Updated: Jun 17, 2019

There are many things I take into consideration when buying a broodmare and I often spend months doing research before making a purchase.


The perfect mare for me looks something like this:

  • 16.1 hands with a nice, deep shoulder and girth

  • Plenty of room in the chest, good bone, nice big feet and a nice head

  • Quality about her that she'll put into her foals


This mare will be the engine and the factory so plenty of room is a must. A powerful hindquarter is important on a yearling at the sales so the mare has to have a big hindquarter that you'll feel confident she'll pass on to her progeny.


I like a mare that moves well and has a good stride in the walk. I think the walk is something that’s inherently passed on through their progeny so physically that’s what I’m looking for. A great walk is also a huge asset in the yearling sale ring.


The sires on a mare's page are extremely important. I like to see the mare and dams on her page by proven sires and it's a massive bonus if they showed precocity and a bit of freaky ability, even if it was only for one race.


Depending on my budget, performance will play a bigger part than pedigree. If I have a small budget and can only choose one, I’d rather buy a mare with a good race record and not a lot of pedigree rather than the other way around.


The research that goes into a broodmare sale is probably more in depth than any sale I work throughout the year because there’s so much information that’s not on the page.


I've seen the progeny of a lot of the mares in the book at the weanling and yearling sales, and I can see the types these families are throwing through my database as well as any issues they are known for.


While I have a checklist of what I like to see in a mare, I do have some flexibility on what I’ll buy depending on the budget I’m working with and more importantly what has proven to be successful for the family.


If you look at a few of the standout mares I’ve bought, they have similar traits that fall into these categories.


When I looked at Kitalpha, who I purchased for $82,500 with Daandine Stud, I thought she was a good-sized mare, had all the right angles and was a good mover.
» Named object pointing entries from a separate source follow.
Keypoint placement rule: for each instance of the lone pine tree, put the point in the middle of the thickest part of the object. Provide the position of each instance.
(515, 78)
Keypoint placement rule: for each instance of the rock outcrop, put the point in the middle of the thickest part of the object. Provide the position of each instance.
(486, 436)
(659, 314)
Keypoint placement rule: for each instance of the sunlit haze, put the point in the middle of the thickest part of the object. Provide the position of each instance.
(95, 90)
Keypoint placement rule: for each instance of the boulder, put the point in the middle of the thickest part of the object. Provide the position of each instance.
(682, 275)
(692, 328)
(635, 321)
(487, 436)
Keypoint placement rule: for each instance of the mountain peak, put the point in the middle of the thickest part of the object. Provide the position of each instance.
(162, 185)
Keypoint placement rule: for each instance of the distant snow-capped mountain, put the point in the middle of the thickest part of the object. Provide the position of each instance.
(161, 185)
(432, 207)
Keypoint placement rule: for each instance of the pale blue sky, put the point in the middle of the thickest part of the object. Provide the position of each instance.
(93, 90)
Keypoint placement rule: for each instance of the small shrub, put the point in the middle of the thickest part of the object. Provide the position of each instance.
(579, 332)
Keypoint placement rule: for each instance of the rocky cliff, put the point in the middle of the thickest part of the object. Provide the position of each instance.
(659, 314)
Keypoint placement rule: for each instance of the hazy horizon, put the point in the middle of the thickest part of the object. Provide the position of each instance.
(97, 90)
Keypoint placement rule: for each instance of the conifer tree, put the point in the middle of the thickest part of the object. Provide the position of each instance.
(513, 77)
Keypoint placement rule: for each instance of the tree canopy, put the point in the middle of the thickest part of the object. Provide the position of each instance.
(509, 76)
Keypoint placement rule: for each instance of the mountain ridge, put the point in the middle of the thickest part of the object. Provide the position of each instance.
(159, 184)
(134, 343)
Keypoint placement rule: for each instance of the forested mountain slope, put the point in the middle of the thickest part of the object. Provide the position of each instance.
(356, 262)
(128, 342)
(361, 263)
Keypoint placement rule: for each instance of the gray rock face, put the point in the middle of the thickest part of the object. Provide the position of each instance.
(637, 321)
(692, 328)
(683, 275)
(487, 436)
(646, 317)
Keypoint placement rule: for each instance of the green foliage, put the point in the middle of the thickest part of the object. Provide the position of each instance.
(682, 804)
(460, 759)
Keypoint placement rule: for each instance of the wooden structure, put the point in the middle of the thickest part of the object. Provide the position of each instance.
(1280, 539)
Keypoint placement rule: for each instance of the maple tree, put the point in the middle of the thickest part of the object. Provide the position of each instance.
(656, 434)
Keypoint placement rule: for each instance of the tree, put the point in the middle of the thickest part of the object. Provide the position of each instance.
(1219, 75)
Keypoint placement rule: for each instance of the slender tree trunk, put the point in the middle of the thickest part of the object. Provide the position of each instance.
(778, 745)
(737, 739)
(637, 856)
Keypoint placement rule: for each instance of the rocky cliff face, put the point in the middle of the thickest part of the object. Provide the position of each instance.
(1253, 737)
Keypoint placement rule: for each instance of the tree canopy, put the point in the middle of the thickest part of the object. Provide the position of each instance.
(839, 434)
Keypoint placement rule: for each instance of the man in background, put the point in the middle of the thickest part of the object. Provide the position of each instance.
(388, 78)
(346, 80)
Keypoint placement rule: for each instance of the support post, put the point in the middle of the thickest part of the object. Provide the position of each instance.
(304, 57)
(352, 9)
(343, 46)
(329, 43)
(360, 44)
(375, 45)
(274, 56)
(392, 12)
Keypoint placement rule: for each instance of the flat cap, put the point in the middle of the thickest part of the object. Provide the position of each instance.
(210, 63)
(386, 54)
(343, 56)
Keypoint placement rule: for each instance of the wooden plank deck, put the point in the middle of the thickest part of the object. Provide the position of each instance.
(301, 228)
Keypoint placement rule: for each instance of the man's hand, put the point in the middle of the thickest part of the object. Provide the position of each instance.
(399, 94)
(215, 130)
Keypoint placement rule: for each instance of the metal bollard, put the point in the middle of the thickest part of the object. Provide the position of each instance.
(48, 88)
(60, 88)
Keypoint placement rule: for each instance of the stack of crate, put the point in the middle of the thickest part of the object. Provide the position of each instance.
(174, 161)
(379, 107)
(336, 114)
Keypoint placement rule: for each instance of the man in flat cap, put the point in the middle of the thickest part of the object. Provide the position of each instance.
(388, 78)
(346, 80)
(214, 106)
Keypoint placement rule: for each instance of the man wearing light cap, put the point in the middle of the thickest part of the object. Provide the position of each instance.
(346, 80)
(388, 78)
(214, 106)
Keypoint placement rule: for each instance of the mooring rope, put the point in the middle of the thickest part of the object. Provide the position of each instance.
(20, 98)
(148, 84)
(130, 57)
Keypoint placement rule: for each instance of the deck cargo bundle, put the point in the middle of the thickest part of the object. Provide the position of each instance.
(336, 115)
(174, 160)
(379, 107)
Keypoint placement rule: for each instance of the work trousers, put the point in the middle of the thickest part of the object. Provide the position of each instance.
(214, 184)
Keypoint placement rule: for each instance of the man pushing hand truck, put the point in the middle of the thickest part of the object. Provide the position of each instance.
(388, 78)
She’d only won one race in the bush but physically she was what we were looking for.


She's by Fusaichi Pegasus who himself was extremely talented, good looking and well-bred. She went back to a big 2-year-old family with multiple Golden Slipper winners and champions. For me, there was potential for her to throw a superstar with the right mating, and she did that with Capitalist.



Sung, who is the dam of standout 2-year-old colt Microphone, was in the same mould. Bought for $70,000 with Plaintree Farm, she is a big, pretty mare who performed well on the track with a top sprinting family behind her as a sister to Group 1 winner Yell.


We thought there was potential and she’d shown she could throw city class horses previously. She was a fast Anabaa mare, so with the right matings we thought she could throw a top-class horse. Everything lined up and Microphone popped out from her first speed mating by Godolphin and she’s got plenty of years to come.


While I can be forgiving of some traits, there are others that will have me cross a mare off my list.

A few of the conformational traits I steer away from are:

  • Small feet, light bone, and plain heads

  • Mares that are small, weak behind and back at the knee

  • Mares that don't move well, particularly if they have no race record


Depending on who I’m buying for, I may be able to purchase a mare with vices - which comes with a good discount. I have bought some good mares that were windsuckers, so that doesn’t bother me. I think this is only an issue if the mare needs to be boxed and there is a risk of the foal picking it up.


Some clients I buy for are unforgiving of these traits so I need to keep that in mind when buying for them.